The implications of our findings, if confirmed by prospective studies, for ongoing COPD screening efforts are clinically relevant. Patients with lung cancer who are unaware of their COPD have fewer symptoms, less severe obstruction, are younger, and predominantly female. However, their lung cancer is diagnosed at a more advanced stage and their survival may be even worse than older patients, predominantly male patients with more severe obstruction and more emphysema. Patients with known COPD, especially now that lung cancer screening is becoming a reality, may benefit from ongoing cancer surveillance.

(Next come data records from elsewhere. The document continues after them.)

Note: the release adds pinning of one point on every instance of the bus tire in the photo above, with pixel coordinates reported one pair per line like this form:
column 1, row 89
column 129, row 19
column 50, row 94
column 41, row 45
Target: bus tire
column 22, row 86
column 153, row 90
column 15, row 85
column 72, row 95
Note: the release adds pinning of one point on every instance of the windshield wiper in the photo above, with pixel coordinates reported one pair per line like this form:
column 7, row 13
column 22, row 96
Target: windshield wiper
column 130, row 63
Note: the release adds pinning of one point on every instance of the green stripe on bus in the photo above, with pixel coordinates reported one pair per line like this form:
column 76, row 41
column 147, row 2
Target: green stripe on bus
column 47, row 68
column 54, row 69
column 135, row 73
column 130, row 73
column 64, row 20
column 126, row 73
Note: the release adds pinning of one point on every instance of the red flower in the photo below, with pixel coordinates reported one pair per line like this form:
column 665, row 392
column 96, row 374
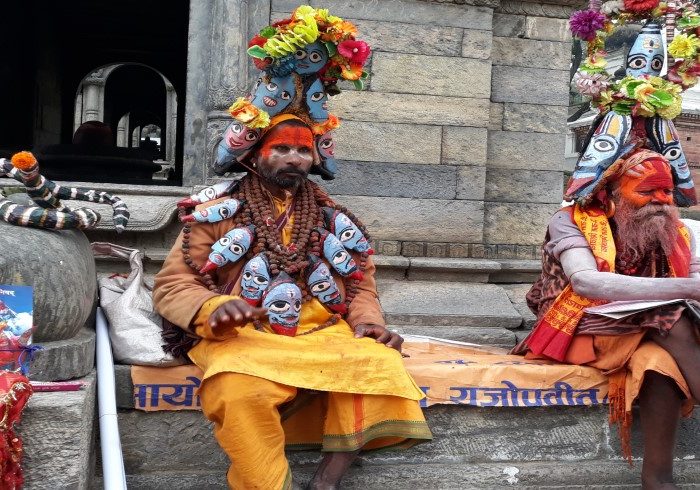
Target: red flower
column 355, row 51
column 640, row 5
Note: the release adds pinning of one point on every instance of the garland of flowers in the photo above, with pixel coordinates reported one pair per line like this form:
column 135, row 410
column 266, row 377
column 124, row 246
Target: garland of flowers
column 646, row 96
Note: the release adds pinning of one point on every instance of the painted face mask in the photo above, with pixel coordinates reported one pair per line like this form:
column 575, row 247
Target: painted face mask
column 215, row 213
column 646, row 56
column 317, row 102
column 229, row 248
column 664, row 139
column 323, row 286
column 209, row 194
column 326, row 149
column 283, row 302
column 346, row 231
column 602, row 150
column 255, row 279
column 275, row 95
column 311, row 58
column 337, row 256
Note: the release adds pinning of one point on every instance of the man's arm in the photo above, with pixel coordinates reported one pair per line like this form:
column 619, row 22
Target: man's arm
column 580, row 267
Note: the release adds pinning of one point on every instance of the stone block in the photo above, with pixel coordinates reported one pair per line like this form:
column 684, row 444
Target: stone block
column 446, row 303
column 503, row 184
column 389, row 218
column 432, row 75
column 535, row 151
column 384, row 142
column 464, row 146
column 410, row 108
column 477, row 44
column 471, row 182
column 58, row 433
column 393, row 180
column 448, row 14
column 508, row 25
column 532, row 118
column 519, row 223
column 547, row 29
column 64, row 359
column 530, row 53
column 530, row 85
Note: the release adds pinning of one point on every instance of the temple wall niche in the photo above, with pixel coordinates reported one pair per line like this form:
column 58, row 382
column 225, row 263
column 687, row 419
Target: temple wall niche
column 456, row 146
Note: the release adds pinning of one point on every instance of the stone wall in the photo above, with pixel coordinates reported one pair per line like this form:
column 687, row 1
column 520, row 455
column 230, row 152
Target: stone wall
column 455, row 148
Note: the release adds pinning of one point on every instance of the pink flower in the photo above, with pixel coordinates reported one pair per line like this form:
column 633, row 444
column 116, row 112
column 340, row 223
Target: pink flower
column 355, row 51
column 584, row 23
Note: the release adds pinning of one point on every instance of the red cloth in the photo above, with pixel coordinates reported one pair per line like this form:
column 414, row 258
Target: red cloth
column 15, row 391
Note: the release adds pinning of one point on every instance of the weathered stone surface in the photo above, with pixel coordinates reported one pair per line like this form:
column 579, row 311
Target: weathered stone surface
column 410, row 108
column 471, row 182
column 464, row 146
column 530, row 53
column 418, row 12
column 476, row 44
column 60, row 267
column 536, row 151
column 534, row 118
column 57, row 431
column 444, row 303
column 507, row 185
column 433, row 75
column 418, row 219
column 65, row 359
column 530, row 85
column 393, row 179
column 498, row 337
column 523, row 223
column 385, row 142
column 547, row 29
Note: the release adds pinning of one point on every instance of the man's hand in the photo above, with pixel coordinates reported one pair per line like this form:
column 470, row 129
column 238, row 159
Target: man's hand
column 235, row 313
column 382, row 334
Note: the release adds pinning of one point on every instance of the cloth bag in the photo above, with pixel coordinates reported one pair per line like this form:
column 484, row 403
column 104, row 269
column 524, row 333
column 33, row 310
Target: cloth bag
column 134, row 326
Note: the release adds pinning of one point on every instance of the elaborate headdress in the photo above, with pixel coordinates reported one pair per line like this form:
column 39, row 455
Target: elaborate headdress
column 637, row 110
column 301, row 58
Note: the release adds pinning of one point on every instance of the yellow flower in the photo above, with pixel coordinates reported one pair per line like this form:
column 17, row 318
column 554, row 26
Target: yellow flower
column 683, row 46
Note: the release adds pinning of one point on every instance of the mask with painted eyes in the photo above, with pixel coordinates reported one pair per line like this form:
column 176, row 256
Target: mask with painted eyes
column 275, row 95
column 646, row 56
column 215, row 213
column 311, row 58
column 229, row 248
column 282, row 299
column 255, row 279
column 209, row 194
column 336, row 255
column 346, row 231
column 323, row 286
column 317, row 102
column 664, row 139
column 603, row 149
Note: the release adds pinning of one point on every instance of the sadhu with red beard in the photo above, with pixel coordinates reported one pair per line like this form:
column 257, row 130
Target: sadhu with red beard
column 626, row 244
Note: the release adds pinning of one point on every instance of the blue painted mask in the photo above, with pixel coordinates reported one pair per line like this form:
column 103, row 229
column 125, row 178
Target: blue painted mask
column 603, row 149
column 215, row 213
column 255, row 279
column 664, row 139
column 230, row 248
column 275, row 95
column 646, row 56
column 346, row 231
column 283, row 302
column 323, row 286
column 317, row 102
column 311, row 58
column 337, row 256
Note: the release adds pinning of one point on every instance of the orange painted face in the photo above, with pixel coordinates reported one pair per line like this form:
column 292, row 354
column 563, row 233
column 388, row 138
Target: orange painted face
column 649, row 182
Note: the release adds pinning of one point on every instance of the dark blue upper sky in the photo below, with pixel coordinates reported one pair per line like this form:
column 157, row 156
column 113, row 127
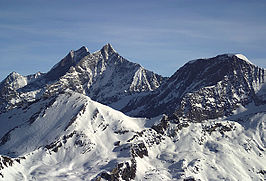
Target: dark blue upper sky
column 161, row 35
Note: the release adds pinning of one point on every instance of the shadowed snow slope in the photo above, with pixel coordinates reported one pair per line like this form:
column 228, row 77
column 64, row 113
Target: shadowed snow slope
column 71, row 137
column 207, row 121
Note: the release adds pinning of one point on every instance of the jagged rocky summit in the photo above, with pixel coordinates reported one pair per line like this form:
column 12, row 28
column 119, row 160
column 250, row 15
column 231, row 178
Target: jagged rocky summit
column 205, row 122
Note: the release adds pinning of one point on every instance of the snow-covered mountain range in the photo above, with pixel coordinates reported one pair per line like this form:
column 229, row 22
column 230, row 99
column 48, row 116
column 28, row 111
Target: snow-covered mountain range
column 205, row 122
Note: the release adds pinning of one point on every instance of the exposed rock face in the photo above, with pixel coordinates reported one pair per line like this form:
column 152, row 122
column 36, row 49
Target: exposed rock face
column 204, row 89
column 50, row 128
column 105, row 76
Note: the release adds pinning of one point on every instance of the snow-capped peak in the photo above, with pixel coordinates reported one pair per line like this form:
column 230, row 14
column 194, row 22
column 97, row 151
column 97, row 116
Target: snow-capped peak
column 243, row 57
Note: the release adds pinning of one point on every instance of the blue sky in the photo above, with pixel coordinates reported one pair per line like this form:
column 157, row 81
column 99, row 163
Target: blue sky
column 161, row 35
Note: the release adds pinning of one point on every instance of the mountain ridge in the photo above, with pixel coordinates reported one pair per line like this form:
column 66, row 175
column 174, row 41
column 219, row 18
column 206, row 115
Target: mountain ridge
column 205, row 122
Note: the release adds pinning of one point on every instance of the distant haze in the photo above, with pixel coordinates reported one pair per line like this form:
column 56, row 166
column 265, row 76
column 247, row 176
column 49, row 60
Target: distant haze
column 160, row 35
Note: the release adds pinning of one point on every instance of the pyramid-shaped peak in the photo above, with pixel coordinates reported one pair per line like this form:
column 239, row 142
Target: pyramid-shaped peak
column 82, row 49
column 108, row 48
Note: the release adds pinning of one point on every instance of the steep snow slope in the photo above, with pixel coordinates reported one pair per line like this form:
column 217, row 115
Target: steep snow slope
column 105, row 76
column 74, row 138
column 204, row 89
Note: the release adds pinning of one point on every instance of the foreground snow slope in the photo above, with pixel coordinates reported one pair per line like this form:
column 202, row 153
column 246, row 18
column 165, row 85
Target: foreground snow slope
column 71, row 137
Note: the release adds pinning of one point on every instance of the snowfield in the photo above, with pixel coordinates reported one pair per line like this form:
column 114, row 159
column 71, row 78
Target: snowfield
column 76, row 138
column 205, row 122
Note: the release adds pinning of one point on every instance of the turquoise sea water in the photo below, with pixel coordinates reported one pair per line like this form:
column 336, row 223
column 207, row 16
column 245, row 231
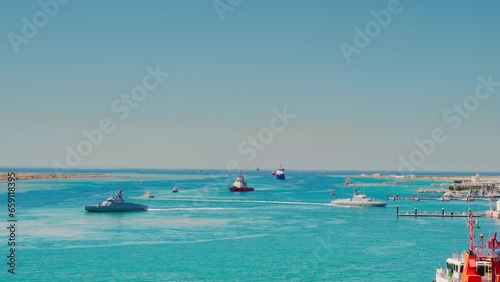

Furthermore, since existing evidence points to a chemopreventive effect of inhaled corticosteroids in COPD, this finding renders a timely COPD diagnosis potentially life saving by introducing therapies that not only treat COPD but also help to prevent lung cancer.¹⁸ Needless to say, smoking cessation efforts might be more effective in patients who know that they suffer from COPD since lung cancer is more common in smokers with altered lung function.¹⁹

Limitations

Our study is limited by its retrospective design. Chart review, lung function study timing, quality and reproducibility, therapeutic decisions and their impact, and follow-up are all conditioned by this design. However, the study was undertaken at a single tertiary referral center, with uniform tumor board protocols and documentation procedures for all lung cancer patients. We are now in the process of initiating a multicenter prospective study that we hope will minimize such biases and provide further evidence to support the conclusions of this hypothesis-generating study.

Conclusion

COPD is prevalent in lung cancer and commonly underdiag-nosed. This finding is associated with clinically relevant and statistically significant differences in key variables including lung cancer stage, COPD severity, and the prevalence of emphysema in patients with coexisting lung cancer and COPD. This hypothesis-generating retrospective study highlights the need for further efforts leading to combined COPD and lung cancer screening and treatment.

Disclosure

The authors report no conflicts of interest in this work.